Indoors, life is warm and cozy, usually with a constant temperature. Outdoors, the plant needs to cope with temperature fluctuations. In spring, day and night, temperatures can differ quite a bit. In addition, it is pretty rare for there to be wind indoors, but outdoors there may be occasional gusts of wind depending on how sheltered the plant site is.
How Do You Proceed?
A normal hardening off lasts about a week. This means that you first carry out the hardening off, and then you plant/place the plant where it will live during its outdoor life. There are several ways to harden off. None is better than another. You just have to try it out.
Here are a few ways:
Place the plants in a spot in the garden where there is shade throughout the day and bring the plants inside at night. At the end of the week, you can leave the plants out at night in the shade spot, but leave them in the sun during the day.
Put the plants in partial shade for a few hours each day and let them rest the rest of the time indoors. Increase the time in partial shade and then switch to direct sunlight every so often so that the plants are eventually fully acclimatized.

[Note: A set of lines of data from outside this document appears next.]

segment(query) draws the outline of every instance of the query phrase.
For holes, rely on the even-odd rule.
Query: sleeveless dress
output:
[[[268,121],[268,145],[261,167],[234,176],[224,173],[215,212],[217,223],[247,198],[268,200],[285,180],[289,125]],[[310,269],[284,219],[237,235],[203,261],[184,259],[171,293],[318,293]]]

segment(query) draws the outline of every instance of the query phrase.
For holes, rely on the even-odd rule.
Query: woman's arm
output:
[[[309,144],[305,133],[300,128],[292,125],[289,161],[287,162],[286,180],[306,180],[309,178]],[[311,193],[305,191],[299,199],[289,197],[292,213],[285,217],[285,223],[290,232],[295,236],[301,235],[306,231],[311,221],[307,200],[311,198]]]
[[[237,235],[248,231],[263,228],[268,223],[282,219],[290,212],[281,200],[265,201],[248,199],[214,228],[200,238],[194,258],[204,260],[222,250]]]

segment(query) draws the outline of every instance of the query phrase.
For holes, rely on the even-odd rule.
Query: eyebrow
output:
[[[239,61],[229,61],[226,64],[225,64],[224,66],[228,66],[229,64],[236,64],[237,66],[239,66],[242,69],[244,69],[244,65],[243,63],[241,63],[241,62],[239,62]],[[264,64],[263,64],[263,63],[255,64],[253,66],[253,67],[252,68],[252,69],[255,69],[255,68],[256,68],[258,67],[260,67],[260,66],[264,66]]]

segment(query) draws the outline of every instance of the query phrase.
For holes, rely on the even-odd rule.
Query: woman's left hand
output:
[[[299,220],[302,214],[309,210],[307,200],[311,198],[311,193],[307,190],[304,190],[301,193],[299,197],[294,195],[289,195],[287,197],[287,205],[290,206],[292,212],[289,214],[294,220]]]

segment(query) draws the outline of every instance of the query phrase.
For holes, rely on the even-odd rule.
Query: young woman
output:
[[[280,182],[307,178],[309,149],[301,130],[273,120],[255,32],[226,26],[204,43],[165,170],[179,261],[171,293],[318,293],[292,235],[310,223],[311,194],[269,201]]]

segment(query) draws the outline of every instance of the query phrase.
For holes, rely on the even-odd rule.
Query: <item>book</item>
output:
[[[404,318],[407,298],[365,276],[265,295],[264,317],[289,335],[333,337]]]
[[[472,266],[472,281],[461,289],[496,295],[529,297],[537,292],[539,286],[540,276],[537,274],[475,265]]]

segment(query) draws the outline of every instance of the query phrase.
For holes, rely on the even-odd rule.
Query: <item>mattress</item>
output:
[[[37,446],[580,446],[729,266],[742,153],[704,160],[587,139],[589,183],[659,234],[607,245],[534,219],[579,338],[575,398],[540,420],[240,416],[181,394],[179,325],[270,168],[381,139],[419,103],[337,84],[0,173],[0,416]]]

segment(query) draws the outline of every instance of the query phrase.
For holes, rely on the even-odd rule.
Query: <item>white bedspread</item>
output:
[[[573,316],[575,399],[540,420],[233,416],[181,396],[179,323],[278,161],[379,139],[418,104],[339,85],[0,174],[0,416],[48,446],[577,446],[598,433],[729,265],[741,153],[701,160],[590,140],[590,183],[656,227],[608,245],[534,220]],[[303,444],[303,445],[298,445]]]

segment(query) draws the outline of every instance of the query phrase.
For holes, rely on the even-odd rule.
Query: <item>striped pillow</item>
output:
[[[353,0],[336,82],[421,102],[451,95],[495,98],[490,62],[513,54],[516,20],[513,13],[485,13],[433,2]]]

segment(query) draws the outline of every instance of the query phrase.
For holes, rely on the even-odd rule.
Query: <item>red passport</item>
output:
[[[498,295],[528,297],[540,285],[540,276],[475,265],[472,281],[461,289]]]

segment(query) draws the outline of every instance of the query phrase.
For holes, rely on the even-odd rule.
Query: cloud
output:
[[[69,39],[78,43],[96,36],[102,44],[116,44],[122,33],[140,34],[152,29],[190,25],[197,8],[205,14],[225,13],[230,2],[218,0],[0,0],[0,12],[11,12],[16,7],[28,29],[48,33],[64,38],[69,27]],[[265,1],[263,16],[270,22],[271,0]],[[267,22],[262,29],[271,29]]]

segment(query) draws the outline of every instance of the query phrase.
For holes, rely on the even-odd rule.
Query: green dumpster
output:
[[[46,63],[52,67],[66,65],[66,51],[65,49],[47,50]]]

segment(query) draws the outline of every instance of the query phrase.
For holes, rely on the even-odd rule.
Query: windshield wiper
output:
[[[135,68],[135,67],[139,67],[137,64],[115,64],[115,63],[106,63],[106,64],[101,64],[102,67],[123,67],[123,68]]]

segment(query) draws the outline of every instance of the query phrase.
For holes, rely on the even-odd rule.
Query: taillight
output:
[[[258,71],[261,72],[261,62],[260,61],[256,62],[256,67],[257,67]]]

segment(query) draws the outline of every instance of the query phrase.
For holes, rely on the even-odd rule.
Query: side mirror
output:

Create a canvas tent in a greenhouse or sheltered area in the garden. Leave the plants under the fibre cloth for a week, and they will be hardened off and ready. You don’t have to carry your plants in and out this way, but you can leave them under the tent all day.
How to Harden Off Plants in the Greenhouse Under Fibre Cloth?
If you have a lot of plants, you can cover the whole greenhouse with a fibre cloth. Usually, we recommend using clothes pegs to attach the fibre cloth to the structure.
What Happens If You Don’t Harden Off?
If you plant out your plants a little too early without hardening off, the temperature, especially at night, can cause the plants to go into shock and die of cold. Cucumbers and broad beans are particularly sensitive to cold temperatures. A sign that the cold has damaged your plants may be that they look droopy and that leaves, and other plant parts have lost their elasticity.
The sun can also do a lot of damage to plants that are not used to it. UV rays can damage plant parts, turning green leaves whitish.
Plants that have never been exposed to the wind before can be badly damaged by a bit of wind and die. Injured plants are challenging to repair. At best, they may survive and at worst, they die.
If you are going to ignore the hardening off and risk some damage to the plants, you might still choose to do it on a few cloudy days, when there is no wind and the risk of frost is minimal. That way, if you’re lucky, you might still get it right.